Overall, the U.S. economy is severely under-employing labor resources with only 59% of the working-age population actually working; the lowest level since 1983. This isn't enough to ease the backlog of job losses since 2007; estimates range between 3 million and 8 million during the downturn back then. So, even though we see improvement, we just can't seem to get up to cruising speed. This is part of a structural problem with the recovery; all the economic gains have gone to the top, leaving the middle class with less; and that money doesn't circulate at the same velocity as money that goes to day to day living.


That number may not be entirely accurate. The weak economy has pushed many workers into the shadows of the underground economy. When we look at the long-term unemployed, and the people who have fallen off the government ledgers you may be wondering what happens to those people. We know the government stops counting them, but they are still here; they still need daily meals;they still need a roof over their head. The shadow economy is a system composed of those who can't find a full-time or regular job. Workers turn to anything that pays them under the table, with no income reported and no taxes paid.

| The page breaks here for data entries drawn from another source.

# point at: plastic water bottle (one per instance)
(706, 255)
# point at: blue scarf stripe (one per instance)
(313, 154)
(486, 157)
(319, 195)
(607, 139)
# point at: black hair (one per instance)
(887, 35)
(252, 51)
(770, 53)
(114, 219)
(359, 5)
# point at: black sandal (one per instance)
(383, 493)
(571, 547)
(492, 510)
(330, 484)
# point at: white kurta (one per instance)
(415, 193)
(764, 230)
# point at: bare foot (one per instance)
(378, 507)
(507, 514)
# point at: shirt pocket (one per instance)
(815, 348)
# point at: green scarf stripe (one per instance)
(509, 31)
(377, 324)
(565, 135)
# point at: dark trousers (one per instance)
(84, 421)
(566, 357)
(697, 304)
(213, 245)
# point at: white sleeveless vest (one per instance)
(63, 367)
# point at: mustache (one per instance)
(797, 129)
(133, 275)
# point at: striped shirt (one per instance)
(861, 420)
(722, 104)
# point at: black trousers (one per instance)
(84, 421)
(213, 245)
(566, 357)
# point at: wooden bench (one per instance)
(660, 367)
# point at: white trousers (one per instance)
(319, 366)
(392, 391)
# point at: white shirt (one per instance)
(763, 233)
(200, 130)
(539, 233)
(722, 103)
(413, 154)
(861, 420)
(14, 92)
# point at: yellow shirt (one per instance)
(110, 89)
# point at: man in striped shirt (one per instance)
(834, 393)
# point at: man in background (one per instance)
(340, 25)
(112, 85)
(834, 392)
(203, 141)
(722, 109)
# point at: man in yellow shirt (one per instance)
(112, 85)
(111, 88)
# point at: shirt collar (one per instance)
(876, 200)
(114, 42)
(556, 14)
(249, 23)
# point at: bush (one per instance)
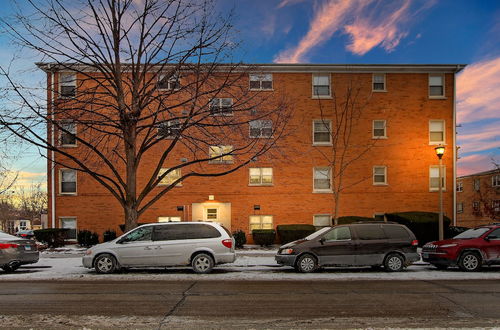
(53, 237)
(425, 225)
(109, 235)
(87, 238)
(290, 233)
(353, 219)
(240, 238)
(263, 236)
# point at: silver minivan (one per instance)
(199, 244)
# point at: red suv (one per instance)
(469, 250)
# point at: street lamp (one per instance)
(440, 153)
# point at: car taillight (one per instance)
(8, 246)
(227, 243)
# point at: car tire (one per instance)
(307, 263)
(202, 263)
(394, 262)
(470, 261)
(105, 264)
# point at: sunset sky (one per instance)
(367, 31)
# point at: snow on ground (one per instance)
(257, 264)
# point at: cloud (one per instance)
(478, 87)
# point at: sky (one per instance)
(362, 31)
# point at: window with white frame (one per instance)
(434, 177)
(321, 84)
(261, 129)
(261, 176)
(436, 132)
(261, 222)
(222, 152)
(171, 177)
(379, 82)
(322, 179)
(67, 136)
(379, 129)
(221, 107)
(322, 129)
(67, 180)
(436, 85)
(322, 220)
(379, 175)
(67, 84)
(262, 81)
(69, 223)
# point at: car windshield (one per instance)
(317, 233)
(472, 233)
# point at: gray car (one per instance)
(15, 251)
(199, 244)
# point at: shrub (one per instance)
(425, 225)
(87, 238)
(352, 219)
(290, 233)
(53, 237)
(240, 238)
(263, 236)
(109, 235)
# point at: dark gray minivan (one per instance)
(391, 245)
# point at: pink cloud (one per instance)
(478, 87)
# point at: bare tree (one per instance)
(132, 82)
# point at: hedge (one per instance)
(425, 225)
(263, 236)
(290, 233)
(53, 237)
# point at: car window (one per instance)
(370, 232)
(140, 234)
(338, 234)
(396, 232)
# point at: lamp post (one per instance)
(440, 153)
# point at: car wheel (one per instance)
(105, 264)
(394, 263)
(470, 262)
(307, 264)
(202, 263)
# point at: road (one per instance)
(249, 304)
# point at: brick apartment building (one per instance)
(478, 198)
(408, 110)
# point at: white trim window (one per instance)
(221, 107)
(261, 129)
(261, 81)
(260, 222)
(434, 177)
(378, 82)
(67, 181)
(321, 83)
(67, 84)
(67, 134)
(170, 177)
(322, 132)
(379, 129)
(322, 220)
(224, 151)
(260, 176)
(379, 175)
(436, 85)
(322, 179)
(436, 132)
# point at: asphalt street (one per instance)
(254, 304)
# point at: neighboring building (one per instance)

Estimates are that underground activity last year totaled as much as $2 trillion, roughly double what it was in 2009, and possibly up to 8% of GDP. The underground economy is often associate with illegal activity, also undocumented workers, and more and more it is associated with work done for cash that never gets reported. There are dangers associated with the shadow economy; a lack of workplace protections for example. But some income is better than none, but it's a sign of how bad things are and how we have to get the real economy moving again.


And so stocks moved to record highs because today's jobs report confirmed everything the stock market wallows in. The economy gained enough jobs to keep slogging along without giving the Federal Reserve reason to reconsider Quantitative Easing, and the fact that the government's budget cutting slowed jobs growth further confirms the fact that the Fed can't fix the economy on their own and therefore they can't relax or try to exit from QE. This is exactly what Wall Street wants; fiscal policy that restrains economic growth and monetary policy that continues to pump massive infusions of capital into the market without overheating the economy.
Twisted? Yes.


Some reading material over the weekend:
Jeffrey Sachs was interviewed by WSJ MoneyBeat and the professor responded to comments he made at a Phlly Fed conference in May, basically saying that most of Wall Street's daily business is “criminal behavior”, and he is amazed by the sheer number of scandals. I've been talking about for years. Welcome to the bandwagon Dr. Sachs.


Next, Professor David Romer from UC Berkeley offered this post looking at how we can prevent the next catastrophe. The basic idea is that financial shocks are not rare; they are largely caused by the banksters; small scale policy solutions aren't much of a solution; we need to cut the financial institutions down to size. Welcome to the bandwagon Dr. Romer.


Your next reading assignment is Dr. Joseph Stiglitz from Columbia University, and Nobel Prize winner. Stiglitz offered this post looking at lessons from the financial crisis and what that can teach us about theory and policy. Stiglitz says markets are not stable, efficient or self correcting and we need structural transformation not halfway measures, and now is the time for big action. Dr. Stiglitz has been on the bandwagon for a long time and I always enjoy reading his work.


Pope Francis called for an end to slave labor and human trafficking as well as greater efforts to create dignified work for more people. This is ancient economic wisdom and it is good to here it coming from Vatican City.